Após o primeiro jogador cair, segue-se o sentido anti-horário, até todos os jogadores "caírem", completando uma rodada e verificando quem ganhou com a carta mais alta. Assim, o jogador que ganha começa caindo na próxima rodada. Assim seguem a segunda e a terceira rodada, constituindo-se uma melhor de três, ou seja, quem ganha duas rodadas ganha a mão. Caso a primeira rodada embuche (empate), o resultado da segunda decide a mão. Caso a segunda ou a terceira embuchem, o resultado da primeira decide a mão. Caso a primeira e a segunda embuchem, vale a terceira. Caso todas embuchem, vence a dupla de quem deu as cartas.

Cada mão vale 1 ponto, a não ser em ocasiões em que é pedido o TRUCO. Quando algum jogador pede TRUCO, ele está pedindo para aumentar o valor da aposta da mão para 3 pontos.

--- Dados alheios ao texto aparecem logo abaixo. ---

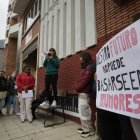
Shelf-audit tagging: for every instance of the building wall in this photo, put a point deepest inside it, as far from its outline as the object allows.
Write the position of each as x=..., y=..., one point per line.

Então, a dupla adversária pode trocar as cartas para conhecer as do parceiro, depois destrocando, para chegarem a uma conclusão: se aceitam ou não o TRUCO. Se for aceito, o jogo transcorre normalmente e a mão passa a valer 3 pontos. Se não for aceito, a dupla que pediu o TRUCO ganha automaticamente 1 ponto pela desistência da dupla adversária e encerra-se essa mão. A dupla desafiada pelo TRUCO ainda pode pedir SEIS, aumentando a aposta para 6 pontos. Agora quem pode trocar as cartas é a outra dupla, para decidirem se aceita (com o jogo transcorrendo normalmente, mas valendo 6 pontos) ou se não aceitam (dando 3 pontos para o adversário e encerrando a mão). Pode-se, então, pedir-se NOVE, repetindo-se o processo de 3 em 3.

São disputadas o tanto de mãos suficientes para completar-se 12 pontos. Se essa quantia for ultrapassada, vence-se o jogo do mesmo jeito. Entretanto, há uma ocasião especial: Quando uma das duplas chega a 11 pontos, encontra-se em "mão de onze", da qual a vitória vale automaticamente 3 pontos. Nessa NÃO PODE SE PEDIR TRUCO, sob pena de perder o jogo. Caso o jogo empate em 11 a 11, a decisão vai para o "escuro". Valem as mesmas regras da "mão de onze", mas os jogadores não podem ver suas cartas e têm de jogá-las na sorte.

O jogo é disputado praticamente do mesmo jeito no jogo de mano, quando é um contra um, apenas existindo algumas adaptações, pois as decisões são individuais.

Situações Especiais e Particularidades

Quando um jogador não recebe três cartas, e é o adversário quem as distribui, não sendo isso percebido, a mão é ganha por quem recebeu o número errado de cartas, valendo o número de pontos que eram disputados na mão. Por isso é que geralmente, após se dar as cartas, quem distribui pergunta se todos têm três cartas, pois havendo a constatação de tal antes da mão iniciar-se, pode ser regularizado o número de cartas.

Quando é provado que há fraude (roubo, escolha de cartas, olhar o bolo de cartas, ver as do adversário - antes ou depois do término da mão), a dupla que a comete é punida na perca de um ponto e, caso esteja distribuindo as cartas, "perde a mão", ou seja, perde o direito de distribuí-las.